Today's report, by management consultants Grant Thornton, was ordered by David Behan, who became chief executive of the CQC last summer.

It suggests that senior managers at the CQC were more concerned about protecting the organisation's reputation than about patient care when they ordered the review to be suppressed, the Telegraph said.

Concerns about the maternity unit at Furness General Hospital in Cumbria came to light in 2008, but the CQC gave the Morecambe Bay trust the all-clear in 2010.

But when a review into maternity care was ordered the following year it was so damning it was suppressed, the newspaper said.

An official who carried out the review was asked to delete it and write a different review without criticism of the CQC.

Today's report said he felt he was "being put in a very difficult position" and was asked to do something that was "clearly wrong".

The report says the man "said that he felt very uncomfortable about the apparent weight that was being given in the meeting to the potential media impact and reputation damage his report findings might cause CQC. His view was that the focus instead should have been on patient safety and the protection of service users".

University Hospitals of Morecambe Bay NHS Trust was warned in 2011 that it would be closed down without major changes.

Last night a spokesman for the CQC said the organisation's culture was changing, saying: "We let people down, and we apologise for that.

"This report reveals just how poor the CQC oversight of University Hospitals Morecambe Bay was in 2010.

"This is not the way things should have happened. It is not the way things will happen in the future. We will use the report to inform the changes we are making to improve the way we work and the way we are run.

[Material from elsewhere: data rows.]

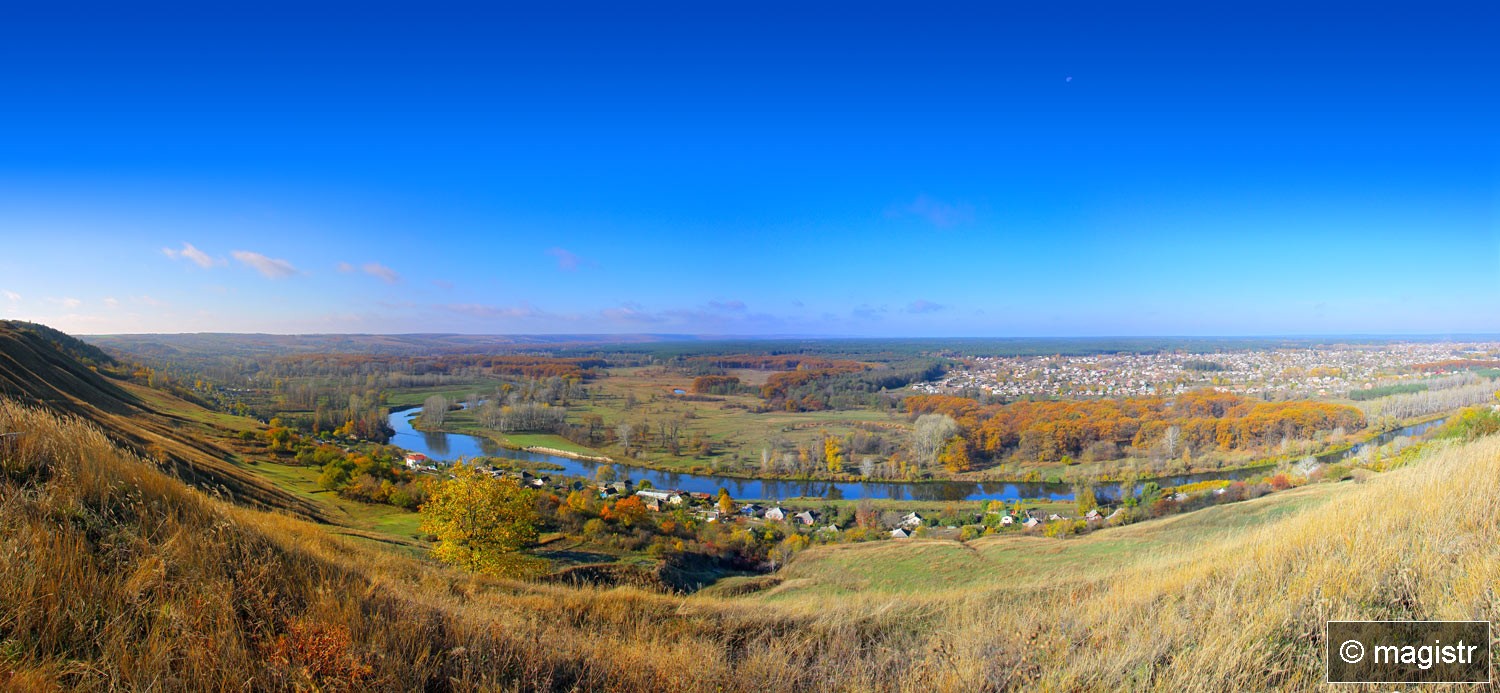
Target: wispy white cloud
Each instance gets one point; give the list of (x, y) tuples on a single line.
[(630, 312), (192, 255), (567, 261), (381, 272), (729, 306), (923, 306), (936, 212), (495, 312), (269, 267)]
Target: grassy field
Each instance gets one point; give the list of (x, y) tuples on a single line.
[(1025, 561), (387, 521), (176, 590)]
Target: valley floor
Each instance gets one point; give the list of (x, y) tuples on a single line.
[(168, 588)]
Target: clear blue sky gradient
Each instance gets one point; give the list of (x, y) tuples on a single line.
[(990, 168)]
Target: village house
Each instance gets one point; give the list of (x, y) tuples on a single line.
[(654, 495)]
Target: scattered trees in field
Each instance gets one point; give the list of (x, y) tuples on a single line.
[(434, 411), (1067, 429), (1440, 395), (929, 435)]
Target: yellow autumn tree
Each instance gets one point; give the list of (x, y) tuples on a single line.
[(833, 453), (482, 524), (954, 455)]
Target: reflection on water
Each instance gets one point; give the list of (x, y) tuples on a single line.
[(447, 447)]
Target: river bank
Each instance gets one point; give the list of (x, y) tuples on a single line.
[(446, 447)]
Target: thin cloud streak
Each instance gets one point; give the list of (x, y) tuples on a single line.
[(269, 267)]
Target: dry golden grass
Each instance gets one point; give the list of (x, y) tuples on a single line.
[(116, 576)]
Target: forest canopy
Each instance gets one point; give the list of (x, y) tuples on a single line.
[(1199, 420)]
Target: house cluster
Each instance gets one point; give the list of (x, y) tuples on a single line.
[(420, 462), (1271, 372)]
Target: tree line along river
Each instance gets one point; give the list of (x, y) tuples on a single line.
[(449, 447)]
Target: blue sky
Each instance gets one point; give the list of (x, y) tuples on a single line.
[(752, 168)]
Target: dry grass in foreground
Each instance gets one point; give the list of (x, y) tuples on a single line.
[(116, 576)]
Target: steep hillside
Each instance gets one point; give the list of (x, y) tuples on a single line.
[(44, 366), (116, 576)]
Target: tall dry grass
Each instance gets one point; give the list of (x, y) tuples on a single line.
[(116, 576)]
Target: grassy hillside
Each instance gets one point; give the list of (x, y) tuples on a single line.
[(174, 590), (44, 366)]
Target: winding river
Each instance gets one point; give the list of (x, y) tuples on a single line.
[(447, 447)]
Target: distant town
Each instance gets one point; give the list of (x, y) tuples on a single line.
[(1271, 374)]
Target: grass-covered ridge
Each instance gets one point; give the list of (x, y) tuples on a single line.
[(173, 590)]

"There is no evidence of a systematic cover-up or of any collusion between CQC and the Public Health Service Ombudsman, but the example of how an internal report was dealt with is evidence of a failure of leadership within CQC and a dysfunctional relationship between the executive and the board.

"There is evidence of a defensive, reactive and insular culture that resulted in behaviour that should never have happened."

David Prior, CQC's chairman, said: "CQC's chief executive, David Behan, was absolutely right to commission an independent report into CQC's handling of the registration and subsequent monitoring of UHMB - and absolutely right to publish it in full.

"The publication draws a line in the sand for us. What happened in the past was wholly unacceptable. The report confirms our view that at a senior level the organisation was dysfunctional. The board and the senior executive team have been radically changed."